Share |

Puerto Rican Pork Chops

Daisymartinez_1In the hazy hours of Saturday morning, between the first and second cups of coffee when the outside is just too far away and the Food Network is airing another ridiculously boring episode on commercially packaged food, I watch Daisy.  Sure there are other crazy public television cooks with loads of character and sass to stretch (look at this guy), but Daisy does it best.  And she's not peddling fine French, or heavy Italian, but some fairly traditional Puerto Rican fare with a heavy emphasis on rice and spice.  Maybe it's the Brooklyn connection, but essentially everything Daisy touches looks remarkable at an hour when I barely have the courage to get up and cook some bacon.

And, man, does she love pork.  She uses it constantly on her show and her cookbook is littered with it.  And tucked right inside is a list of her top 10 recipes, and the next to last one is a bright and shiny photograph of some beautiful pork chops--and for the first time in my adult life I craved them.

pork chops 5

There is no proper way of getting to this, so I'll just say it.  I don't really like pork chops.

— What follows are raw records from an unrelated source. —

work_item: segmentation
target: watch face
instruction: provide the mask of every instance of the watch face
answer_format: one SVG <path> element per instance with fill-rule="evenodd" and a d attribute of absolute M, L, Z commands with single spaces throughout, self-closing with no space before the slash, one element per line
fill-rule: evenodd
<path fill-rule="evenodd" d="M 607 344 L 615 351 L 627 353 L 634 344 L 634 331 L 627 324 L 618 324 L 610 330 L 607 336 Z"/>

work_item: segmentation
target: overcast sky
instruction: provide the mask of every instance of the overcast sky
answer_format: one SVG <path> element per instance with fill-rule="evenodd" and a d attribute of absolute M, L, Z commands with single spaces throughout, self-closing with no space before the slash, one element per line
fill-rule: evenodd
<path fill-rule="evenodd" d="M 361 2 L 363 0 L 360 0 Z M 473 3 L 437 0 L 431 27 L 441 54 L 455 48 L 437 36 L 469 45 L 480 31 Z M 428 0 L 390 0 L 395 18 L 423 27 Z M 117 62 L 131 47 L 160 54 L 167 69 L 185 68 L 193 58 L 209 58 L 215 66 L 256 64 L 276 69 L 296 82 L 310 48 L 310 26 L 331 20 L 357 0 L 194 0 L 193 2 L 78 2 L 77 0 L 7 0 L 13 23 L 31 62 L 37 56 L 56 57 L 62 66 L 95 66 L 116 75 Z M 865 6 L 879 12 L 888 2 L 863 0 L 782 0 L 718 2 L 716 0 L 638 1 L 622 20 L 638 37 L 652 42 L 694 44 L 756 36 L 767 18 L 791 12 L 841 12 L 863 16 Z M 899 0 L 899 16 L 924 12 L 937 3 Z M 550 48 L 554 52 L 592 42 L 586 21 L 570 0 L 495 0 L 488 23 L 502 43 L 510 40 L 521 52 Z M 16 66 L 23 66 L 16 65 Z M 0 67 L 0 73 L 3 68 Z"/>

The ones I've tasted over the years have been bland and dry, and only saved with a generous dousing of A1 sauce.  The more I looked into it, the more I realized why.  Once lovingly fattened, pigs have been leaned over the years to make the pork more competitive with that other white meat.  Sure they are healthier now, but that doesn't make them any tastier.  So I stayed away for probably 5 years, as I swore off bland cuts in search of something more exciting.  But I now realize that I was wrong, because a little Latin diva showed me the way.

I don't know anything about pork chops, but the one thing I keep hearing is that they need to be marinated or brined.  As far as the actual chops, I wasn't quite sure what to get, though I think I actually came away with some nice specimens.  They were big and meaty with loads of wonderful fat clinging to the sides, which soaked up all the flavor of the oranges, cider vinegar and lemon.  These were some chops to make you forget steak for a while.

But I realize this is only the beginning.  This was a good first try, and for the first time I'm looking forward to actually trying these chops again.   And over the Thanksgiving weekend I sampled some divine ones at a little Italian restaurant in Columbus, Ohio, called Basi that had me hungering for some more knowledge and an even better marinade.  If you have any ideas on the best way to marinate/brine some chops please let me know.

Grandma's Pork Chops

pork chops 1
  • 2 huge pork chops
  • canola oil

Rub

  • 3 tablespoons salt
  • 1 1/2 tablespoons onion powder
  • 1 1/2 garlic powder
  • 1 1/2 black powder
  • 1 teaspoon ground oregano

Marinade

  • juice of 2 oranges
  • juice of 1/2 lemon
  • 1 tablespoons cider vinegar
  • 1 clove garlic, minced

Adapted from Daisy Cooks!

pork chops 2

Combine the rub ingredients in a bowl then distribute on the pork chops.  Place all the marinade ingredients in a large zip-lock bag and shake until combined.  Then add the pork chops, park in the refrigerator, and let sit for a day.

pork chops 3

When you remove them, they'll look dangerously white like all those horrible pork chops you were ever forced to eat as a child.  But just pat the chops down with a paper towel, trying to remove as much of the marinade as possible.

pork chops 4

Pour some oil in a skillet and turn it to medium.  Add the chops and cook for about 6-8 minutes a side depending on the thickness.  Since mine were monster chops, I cook it a little longer on each side.

I cooked up some of her fantastic yellow rice to side with these hunking brothers.  I couldn't even finish half.